[TiDB Usage Environment] Production Environment / Testing / POC
Production Environment
[TiDB Version]
v6.1.5
[Reproduction Path] What operations were performed when the issue occurred
[Encountered Issue: Issue Phenomenon and Impact]
What data does TiFlash need to load when starting, and why does it require such a large amount of memory? Are there any parameters to limit the memory consumption during startup?
[Resource Configuration] Go to TiDB Dashboard - Cluster Info - Hosts and take a screenshot of this page
[Attachments: Screenshots/Logs/Monitoring]
Based on the current situation described by the original poster, it is possible that a large amount of data migration or SQL execution occurred when TiFlash started, resulting in high IO and high memory usage.
The information is a bit limited. Could you please upload the entire TiFlash log file after desensitization, and also describe the number of regions in TiKV and the data synchronization status of the tables to TiFlash?
Additionally, please confirm whether there was any data being synchronized to the TiFlash tables at the time of startup.
It wasn’t a scaling operation. I manually stopped TiFlash for about 10 minutes, then restarted the operating system, and an OOM (Out of Memory) error occurred.
If you have extra resources, you can try scaling up directly.
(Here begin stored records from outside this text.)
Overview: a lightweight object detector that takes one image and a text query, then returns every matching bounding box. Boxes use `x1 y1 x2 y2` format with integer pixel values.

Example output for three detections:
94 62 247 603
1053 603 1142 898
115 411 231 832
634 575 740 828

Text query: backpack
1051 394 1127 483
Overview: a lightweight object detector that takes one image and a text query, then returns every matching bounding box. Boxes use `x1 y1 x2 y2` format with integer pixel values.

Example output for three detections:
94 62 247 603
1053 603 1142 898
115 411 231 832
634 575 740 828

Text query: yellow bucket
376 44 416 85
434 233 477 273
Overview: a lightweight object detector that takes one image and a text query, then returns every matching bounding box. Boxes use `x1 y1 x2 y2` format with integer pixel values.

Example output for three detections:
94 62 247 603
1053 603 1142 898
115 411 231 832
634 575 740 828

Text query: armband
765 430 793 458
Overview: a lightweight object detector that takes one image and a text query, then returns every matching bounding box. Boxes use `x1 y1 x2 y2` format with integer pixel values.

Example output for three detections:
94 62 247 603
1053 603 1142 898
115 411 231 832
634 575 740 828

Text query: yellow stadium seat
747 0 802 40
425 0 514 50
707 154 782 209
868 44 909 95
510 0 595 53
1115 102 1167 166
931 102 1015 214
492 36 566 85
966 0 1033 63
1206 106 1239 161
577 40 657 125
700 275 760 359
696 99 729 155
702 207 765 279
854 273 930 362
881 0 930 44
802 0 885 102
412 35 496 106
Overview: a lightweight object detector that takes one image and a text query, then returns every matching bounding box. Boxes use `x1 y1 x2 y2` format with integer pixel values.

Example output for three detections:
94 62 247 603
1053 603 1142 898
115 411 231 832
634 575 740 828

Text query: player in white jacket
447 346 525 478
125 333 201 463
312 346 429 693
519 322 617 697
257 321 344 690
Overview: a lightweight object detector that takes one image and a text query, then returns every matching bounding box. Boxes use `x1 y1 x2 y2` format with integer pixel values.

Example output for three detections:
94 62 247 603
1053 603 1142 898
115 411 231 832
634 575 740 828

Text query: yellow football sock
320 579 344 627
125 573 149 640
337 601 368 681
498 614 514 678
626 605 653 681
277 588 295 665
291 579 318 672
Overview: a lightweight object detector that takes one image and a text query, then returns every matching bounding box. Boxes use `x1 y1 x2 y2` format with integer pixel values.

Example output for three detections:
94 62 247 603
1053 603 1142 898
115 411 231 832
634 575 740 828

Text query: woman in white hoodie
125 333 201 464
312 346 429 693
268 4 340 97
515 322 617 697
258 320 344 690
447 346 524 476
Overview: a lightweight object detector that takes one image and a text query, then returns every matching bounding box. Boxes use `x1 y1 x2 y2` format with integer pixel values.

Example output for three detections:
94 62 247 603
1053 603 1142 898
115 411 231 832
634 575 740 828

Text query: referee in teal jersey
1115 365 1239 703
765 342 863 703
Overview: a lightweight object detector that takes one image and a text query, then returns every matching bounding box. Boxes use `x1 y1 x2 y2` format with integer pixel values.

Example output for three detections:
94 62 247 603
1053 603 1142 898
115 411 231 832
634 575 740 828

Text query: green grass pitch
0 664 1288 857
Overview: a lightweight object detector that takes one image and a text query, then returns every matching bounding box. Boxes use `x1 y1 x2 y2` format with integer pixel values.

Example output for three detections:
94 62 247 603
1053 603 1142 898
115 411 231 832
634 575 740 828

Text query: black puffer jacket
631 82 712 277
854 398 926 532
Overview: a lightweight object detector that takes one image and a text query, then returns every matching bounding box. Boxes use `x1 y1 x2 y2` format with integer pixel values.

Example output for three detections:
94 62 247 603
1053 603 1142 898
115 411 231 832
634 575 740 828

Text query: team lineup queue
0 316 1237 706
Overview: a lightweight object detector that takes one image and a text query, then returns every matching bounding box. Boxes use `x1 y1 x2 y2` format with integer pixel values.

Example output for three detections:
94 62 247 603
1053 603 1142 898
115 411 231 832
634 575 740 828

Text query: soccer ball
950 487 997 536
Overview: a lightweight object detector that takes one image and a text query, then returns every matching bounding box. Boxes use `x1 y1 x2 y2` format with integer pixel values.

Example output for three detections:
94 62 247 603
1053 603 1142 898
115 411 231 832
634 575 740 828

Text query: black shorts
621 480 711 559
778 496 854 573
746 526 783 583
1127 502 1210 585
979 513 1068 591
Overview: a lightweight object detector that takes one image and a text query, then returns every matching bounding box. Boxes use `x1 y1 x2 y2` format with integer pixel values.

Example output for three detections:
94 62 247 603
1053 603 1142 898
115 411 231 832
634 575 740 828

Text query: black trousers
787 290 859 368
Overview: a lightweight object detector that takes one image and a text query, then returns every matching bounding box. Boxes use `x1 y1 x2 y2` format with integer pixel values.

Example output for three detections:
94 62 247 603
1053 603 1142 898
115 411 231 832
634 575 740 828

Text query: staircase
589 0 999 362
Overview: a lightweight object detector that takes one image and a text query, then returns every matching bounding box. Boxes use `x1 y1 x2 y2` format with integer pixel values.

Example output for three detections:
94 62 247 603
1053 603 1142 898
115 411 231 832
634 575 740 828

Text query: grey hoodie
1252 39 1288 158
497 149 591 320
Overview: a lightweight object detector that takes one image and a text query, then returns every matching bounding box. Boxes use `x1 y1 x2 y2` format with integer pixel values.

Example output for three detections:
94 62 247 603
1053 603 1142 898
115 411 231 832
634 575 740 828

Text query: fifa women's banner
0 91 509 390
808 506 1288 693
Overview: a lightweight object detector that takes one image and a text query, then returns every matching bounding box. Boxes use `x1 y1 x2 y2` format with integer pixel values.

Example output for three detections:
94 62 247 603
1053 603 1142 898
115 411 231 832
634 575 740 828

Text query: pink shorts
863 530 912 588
My feeling is that TiFlash doesn’t consume much memory when writing, but it’s hard to say for reading.
It’s best to act as if TiFlash doesn’t exist and see if the execution plan can run without using the TiFlash engine.
However, I checked and found that this parameter for selecting the query engine does not support global modification.
You may need to modify the parameter in the configuration file online through set config.
The parameter name is as follows,
Change the above parameter to [“tikv”, “tidb”], which means that TiFlash does not exist, and queries do not use TiFlash.
Then try restarting TiFlash to see if it can come up. If it does, change the parameter back.
If it doesn’t come up, it might really be that there is too much data to synchronize. You may need to remove some TiFlash replicas of tables to reduce some synchronization write pressure and try again.